Four years ago, after presiding over the admissions decisions for the Class of 2010, Dartmouth's former dean of admissions Karl Furstenberg lamented: "We've reached a point where the selectivity is getting kind of ridiculous." If he thought that was ridiculous, what must he think of the new lows for the Class of 2014?
This year 7 of the 8 Ivies, plus such selective universities as Stanford and MIT, posted record low acceptance rates; only Yale (which saw a slight decline in applications) held "steady" at the already ridiculously low acceptance rate of 7.5%. To cite a few other depressing stats, UPenn's admit rate fell nearly 3 percent to 14.2%; Duke's admit rate sank to 14.8% down about 18% last year. Even former Ivy "safeties" such as Vanderbilt and GW saw alarming drops in their admit rates: GW dropped 5 percentage points to 31.5% and
Vanderbilt accepted only 16.3%. But the prize goes to the University of Chicago, which went on a marketing blitz and scored 42% more applications than last year and dropped the admit rate approximately 27% to 18%!
Does any of this make sense? As the arms race for selective college admissions escalates, and as acceptance rates test new lows, it doesn't bode well for the current class of juniors applying for the Class of 2015. Counselors, including this blogger, expect that next year's applicants will panic and flood the system with even more applications in response.
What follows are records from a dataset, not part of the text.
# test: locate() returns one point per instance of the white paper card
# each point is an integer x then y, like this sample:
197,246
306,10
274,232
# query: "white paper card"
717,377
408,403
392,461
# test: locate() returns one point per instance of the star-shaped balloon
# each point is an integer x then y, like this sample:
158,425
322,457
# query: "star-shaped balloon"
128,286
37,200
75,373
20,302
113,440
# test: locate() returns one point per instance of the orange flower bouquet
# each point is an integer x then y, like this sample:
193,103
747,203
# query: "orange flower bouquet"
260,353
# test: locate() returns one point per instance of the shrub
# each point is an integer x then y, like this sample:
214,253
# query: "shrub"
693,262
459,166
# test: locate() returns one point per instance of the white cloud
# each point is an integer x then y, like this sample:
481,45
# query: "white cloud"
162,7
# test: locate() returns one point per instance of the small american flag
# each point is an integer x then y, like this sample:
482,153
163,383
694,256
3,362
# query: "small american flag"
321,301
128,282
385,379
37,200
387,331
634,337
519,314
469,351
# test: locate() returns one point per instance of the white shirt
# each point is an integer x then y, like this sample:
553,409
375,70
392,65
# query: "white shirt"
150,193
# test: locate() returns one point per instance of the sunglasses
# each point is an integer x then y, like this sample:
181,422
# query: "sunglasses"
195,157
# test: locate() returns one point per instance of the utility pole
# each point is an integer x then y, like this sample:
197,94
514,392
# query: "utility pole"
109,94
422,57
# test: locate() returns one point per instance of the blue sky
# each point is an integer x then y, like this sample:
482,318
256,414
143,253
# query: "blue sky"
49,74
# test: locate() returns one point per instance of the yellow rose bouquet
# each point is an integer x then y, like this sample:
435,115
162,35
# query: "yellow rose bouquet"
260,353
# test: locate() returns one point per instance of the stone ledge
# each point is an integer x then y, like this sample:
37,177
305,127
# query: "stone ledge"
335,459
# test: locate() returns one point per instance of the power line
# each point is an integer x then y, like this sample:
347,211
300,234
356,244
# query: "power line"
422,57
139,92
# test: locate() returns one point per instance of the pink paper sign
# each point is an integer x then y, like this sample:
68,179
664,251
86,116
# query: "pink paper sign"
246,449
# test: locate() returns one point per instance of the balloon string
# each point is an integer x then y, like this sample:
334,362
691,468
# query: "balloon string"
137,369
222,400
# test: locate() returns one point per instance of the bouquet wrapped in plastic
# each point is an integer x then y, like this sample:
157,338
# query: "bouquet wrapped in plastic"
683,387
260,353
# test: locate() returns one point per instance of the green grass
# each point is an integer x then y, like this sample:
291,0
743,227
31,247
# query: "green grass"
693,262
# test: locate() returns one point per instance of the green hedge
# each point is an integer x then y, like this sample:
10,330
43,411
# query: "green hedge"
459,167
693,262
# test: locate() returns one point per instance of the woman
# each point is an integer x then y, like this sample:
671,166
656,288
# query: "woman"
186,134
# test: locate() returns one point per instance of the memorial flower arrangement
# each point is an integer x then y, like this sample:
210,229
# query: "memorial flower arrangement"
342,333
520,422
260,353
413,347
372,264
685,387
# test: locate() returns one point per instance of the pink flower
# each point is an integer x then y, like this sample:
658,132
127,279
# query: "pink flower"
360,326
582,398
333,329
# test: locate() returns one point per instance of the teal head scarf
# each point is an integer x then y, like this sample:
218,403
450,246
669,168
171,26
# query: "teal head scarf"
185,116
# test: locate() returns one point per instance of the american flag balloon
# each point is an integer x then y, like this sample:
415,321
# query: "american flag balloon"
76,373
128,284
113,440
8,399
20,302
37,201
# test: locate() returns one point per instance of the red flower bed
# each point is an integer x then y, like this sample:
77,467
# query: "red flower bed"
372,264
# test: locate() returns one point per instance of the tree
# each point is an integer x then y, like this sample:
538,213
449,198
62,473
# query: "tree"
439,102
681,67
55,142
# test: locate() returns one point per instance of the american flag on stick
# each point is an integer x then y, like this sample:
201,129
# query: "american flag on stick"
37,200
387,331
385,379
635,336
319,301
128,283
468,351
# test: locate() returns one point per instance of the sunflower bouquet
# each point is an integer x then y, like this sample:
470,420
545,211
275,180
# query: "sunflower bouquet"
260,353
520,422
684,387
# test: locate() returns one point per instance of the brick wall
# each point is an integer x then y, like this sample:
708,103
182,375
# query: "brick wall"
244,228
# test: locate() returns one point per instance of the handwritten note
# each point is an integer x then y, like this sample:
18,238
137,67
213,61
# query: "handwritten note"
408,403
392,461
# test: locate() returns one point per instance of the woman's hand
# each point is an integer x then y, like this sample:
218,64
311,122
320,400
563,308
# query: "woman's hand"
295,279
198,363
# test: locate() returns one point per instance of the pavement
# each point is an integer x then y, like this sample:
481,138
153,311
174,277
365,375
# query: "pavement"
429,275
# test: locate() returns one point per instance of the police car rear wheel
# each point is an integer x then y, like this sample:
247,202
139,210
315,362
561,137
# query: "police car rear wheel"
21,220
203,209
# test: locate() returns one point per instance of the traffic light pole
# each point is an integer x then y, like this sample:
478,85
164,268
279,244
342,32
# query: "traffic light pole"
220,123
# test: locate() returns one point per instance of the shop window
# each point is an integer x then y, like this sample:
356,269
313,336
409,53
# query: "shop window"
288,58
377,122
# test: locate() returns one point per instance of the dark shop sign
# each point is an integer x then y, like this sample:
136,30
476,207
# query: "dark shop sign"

The following comment, posted anonymously in response to a 4/5/10 Yale Daily News article Admissions Game Getting Riskier, pretty much sums up the absurdity:
The ridiculousness that is the admissions process nowadays will continue until applicants, parents, and counselors understand that there is no way to build an applicant who is "guaranteed" admission anywhere. These schools have the luxury of receiving so many outstanding applications that they could build an elite incoming class - if not several - out of students who were rejected.